Une lettre de l’archichancelier Cambacérès adressée à Napoléon…
[Paris] 6 mars 1814.
Sire,
Aujourd’hui, d’assez bonne heure, Sa Majesté l’impératrice a daigné me faire savoir que votre Majesté lui annonçait, par sa lettre d’hier, écrite de Fismes qu’elle marchait sur Berry-au-Bac, après avoir délivré Reims, fait 4.000 prisonniers et pris 600 voitures de bagages. Je me suis empressé d’aller remercier et féliciter Sa Majesté l’Impératrice. Là, j’ai appris que le succès aurait été plus grand, si la ville de Soissons n’avait pas été rendue. Votre Majesté ayant écrit à 10 heures du matin, nous devons espérer ce soir un courrier qui annoncera de nouveaux avantages. En attendant, le canon a tiré sur le midi, ainsi que Votre Majesté l’avait prescrit. Ce signe d’allégresse publique n’a pu que produire de bons effets.

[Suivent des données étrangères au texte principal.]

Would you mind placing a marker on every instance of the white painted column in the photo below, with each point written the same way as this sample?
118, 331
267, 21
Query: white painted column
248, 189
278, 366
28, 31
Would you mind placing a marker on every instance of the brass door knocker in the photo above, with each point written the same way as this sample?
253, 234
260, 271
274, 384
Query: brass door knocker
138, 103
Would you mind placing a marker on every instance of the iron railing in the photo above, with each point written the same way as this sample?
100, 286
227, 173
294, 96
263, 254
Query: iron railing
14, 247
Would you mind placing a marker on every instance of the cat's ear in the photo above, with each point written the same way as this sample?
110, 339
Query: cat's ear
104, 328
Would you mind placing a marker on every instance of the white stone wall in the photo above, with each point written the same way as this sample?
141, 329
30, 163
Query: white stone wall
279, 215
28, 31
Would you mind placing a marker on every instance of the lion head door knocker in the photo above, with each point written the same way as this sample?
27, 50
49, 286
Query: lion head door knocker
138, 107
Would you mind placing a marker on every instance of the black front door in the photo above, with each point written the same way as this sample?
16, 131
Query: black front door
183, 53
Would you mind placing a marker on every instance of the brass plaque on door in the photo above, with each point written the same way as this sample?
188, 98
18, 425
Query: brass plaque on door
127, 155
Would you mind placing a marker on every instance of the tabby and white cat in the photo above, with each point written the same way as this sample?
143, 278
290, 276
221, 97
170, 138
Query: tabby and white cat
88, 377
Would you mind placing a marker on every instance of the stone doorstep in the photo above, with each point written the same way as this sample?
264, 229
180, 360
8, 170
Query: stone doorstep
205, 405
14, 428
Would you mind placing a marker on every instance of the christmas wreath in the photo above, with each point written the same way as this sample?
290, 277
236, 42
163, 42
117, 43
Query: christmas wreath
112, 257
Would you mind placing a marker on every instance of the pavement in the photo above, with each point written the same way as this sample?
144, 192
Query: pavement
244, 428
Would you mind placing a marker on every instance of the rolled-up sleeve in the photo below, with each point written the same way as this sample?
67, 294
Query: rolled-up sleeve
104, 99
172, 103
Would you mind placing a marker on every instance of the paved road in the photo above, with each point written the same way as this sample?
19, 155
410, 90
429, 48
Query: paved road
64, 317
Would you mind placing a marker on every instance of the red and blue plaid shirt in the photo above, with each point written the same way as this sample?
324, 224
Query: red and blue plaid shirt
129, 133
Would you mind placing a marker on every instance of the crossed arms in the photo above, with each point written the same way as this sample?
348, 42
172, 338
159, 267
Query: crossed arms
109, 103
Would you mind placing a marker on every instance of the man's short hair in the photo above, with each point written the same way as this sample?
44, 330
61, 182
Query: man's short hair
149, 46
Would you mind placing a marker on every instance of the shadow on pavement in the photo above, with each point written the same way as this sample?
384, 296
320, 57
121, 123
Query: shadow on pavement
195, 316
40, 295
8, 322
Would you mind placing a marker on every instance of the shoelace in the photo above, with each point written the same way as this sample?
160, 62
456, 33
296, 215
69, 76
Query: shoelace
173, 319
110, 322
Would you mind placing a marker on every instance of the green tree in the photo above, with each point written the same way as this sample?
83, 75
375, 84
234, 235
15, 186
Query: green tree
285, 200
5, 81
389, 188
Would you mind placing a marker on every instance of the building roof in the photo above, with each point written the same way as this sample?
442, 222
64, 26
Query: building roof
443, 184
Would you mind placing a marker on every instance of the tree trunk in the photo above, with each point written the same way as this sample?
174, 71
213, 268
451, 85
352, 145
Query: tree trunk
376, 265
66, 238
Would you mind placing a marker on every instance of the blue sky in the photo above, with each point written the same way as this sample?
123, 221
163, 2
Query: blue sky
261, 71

Notre satisfaction aurait été plus complète, si nous n’avions appris l’évacuation de Troyes, et que l’on se repliait sur Nogent. La fortune paraît nous sourire partout où est Votre Majesté : elle nous abandonne, Sire, là où vous n’êtes pas. Cela peut tenir aussi à d’autres motifs. On disait assez ouvertement que le mouvement rétrograde qui vient de s’opérer était le résultat d’un défaut d’accord et d’harmonie entre les ducs de Reggio [maréchal Oudinot] et de Tarente [maréchal Macdonald]
(Cambacérès, « Lettres inédites à Napoléon 1802-1814. Tome II. Avril 1808-Avril 1814. Présentation et notes par Jean Tulard », Editions Klincksieck, 1973, pp.1127-1128, lettre n° 1369).